François Gabart se livre…
C’est à l’occasion du dernier Trophée Mer Montagne, disputé fin janvier au Corbier, que nous sommes allés à la rencontre de François Gabart. Loin des tracas quotidiens, François s’est laissé aller à faire le point sur la Voile, la Montagne, sa vie et ses projets.
Rencontre avec François Gabart…
Interview réalisé le 28 janvier 2015 …
L’IMOCA, une classe franco-française ?
C’est une Classe française à l’origine. Si je ne dis pas de bêtise, elle a été créée par Isabelle Autissier, Christophe Auguin, Philippe Jeantot… Elle a un succès extraordinaire en France. C’est très important de ne pas l’oublier. Il n’y aucun pays au monde qui peut rivaliser face au Vendée Globe. La Volvo, si elle est internationale, mais limitée, n’atteint pas la ferveur populaire du Vendée Globe. Donc, oui l’IMOCA est une réussite.
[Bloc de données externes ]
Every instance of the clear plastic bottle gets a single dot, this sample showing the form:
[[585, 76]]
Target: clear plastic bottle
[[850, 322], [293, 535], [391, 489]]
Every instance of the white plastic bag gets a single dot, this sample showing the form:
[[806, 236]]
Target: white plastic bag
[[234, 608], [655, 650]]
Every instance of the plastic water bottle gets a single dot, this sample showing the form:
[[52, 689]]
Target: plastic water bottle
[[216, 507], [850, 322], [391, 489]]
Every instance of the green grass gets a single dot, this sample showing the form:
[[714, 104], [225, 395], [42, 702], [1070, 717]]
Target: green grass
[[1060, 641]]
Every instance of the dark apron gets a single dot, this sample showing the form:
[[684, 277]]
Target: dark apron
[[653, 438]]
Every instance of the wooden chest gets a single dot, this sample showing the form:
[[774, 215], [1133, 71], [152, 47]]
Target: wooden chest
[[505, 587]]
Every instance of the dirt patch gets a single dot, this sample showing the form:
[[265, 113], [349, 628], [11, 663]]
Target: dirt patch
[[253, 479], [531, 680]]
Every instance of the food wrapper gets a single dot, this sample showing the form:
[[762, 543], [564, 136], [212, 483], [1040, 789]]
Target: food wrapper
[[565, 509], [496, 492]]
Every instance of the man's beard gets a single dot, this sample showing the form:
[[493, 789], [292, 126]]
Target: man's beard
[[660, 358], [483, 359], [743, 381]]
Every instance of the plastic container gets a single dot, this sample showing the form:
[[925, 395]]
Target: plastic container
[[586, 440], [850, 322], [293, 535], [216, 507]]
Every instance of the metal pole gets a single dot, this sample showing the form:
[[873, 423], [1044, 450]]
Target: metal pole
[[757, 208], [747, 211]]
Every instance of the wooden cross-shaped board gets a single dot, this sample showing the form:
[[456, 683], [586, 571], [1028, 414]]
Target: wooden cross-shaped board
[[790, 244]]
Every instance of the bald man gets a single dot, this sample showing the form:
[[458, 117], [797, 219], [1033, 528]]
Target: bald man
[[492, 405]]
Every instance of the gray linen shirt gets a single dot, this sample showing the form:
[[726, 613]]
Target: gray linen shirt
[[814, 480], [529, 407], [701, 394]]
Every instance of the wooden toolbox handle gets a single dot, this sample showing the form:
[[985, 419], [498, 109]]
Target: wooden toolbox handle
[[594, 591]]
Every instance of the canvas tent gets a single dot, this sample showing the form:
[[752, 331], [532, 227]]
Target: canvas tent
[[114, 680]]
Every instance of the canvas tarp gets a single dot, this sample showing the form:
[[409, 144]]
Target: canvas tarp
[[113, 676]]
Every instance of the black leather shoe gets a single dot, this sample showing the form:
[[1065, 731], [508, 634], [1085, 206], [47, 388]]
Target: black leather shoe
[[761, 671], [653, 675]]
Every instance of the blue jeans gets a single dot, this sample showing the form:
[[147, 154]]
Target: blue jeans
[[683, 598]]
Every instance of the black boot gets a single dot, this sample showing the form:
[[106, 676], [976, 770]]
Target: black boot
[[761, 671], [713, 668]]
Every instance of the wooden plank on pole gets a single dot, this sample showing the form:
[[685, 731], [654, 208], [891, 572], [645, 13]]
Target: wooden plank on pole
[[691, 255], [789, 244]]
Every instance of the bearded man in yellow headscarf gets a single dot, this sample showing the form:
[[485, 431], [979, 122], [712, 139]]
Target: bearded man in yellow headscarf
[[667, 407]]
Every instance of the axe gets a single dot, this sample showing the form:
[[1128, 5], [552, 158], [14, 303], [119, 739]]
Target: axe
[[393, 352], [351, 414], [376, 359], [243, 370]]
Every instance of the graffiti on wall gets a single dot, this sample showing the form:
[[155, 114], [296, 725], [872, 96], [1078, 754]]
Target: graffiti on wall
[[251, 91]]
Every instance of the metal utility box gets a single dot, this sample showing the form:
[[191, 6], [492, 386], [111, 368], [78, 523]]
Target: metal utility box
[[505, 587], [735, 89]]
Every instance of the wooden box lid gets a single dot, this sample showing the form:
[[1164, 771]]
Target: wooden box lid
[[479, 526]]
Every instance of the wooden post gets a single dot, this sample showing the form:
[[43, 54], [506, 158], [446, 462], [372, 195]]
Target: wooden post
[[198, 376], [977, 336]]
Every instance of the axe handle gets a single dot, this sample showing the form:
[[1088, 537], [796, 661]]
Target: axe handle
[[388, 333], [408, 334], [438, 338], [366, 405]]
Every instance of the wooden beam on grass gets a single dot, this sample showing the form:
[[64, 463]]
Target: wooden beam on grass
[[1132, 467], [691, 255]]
Après, est-ce que nous voudrions qu’elle s’internationalise ? Évidemment. Il y a déjà de très bons résultats d’étrangers. Je pense aux Anglais notamment comme Ellen Mac Arthur qui a fini 2e en 2000 et Alex Thomson sur le podium lors du dernier Vendée.
Il n’y a rien de négatif à ce que l’IMOCA reste un succès en France.
Premier Vendée Globe. Première victoire. C’est difficile un Tour du Monde ?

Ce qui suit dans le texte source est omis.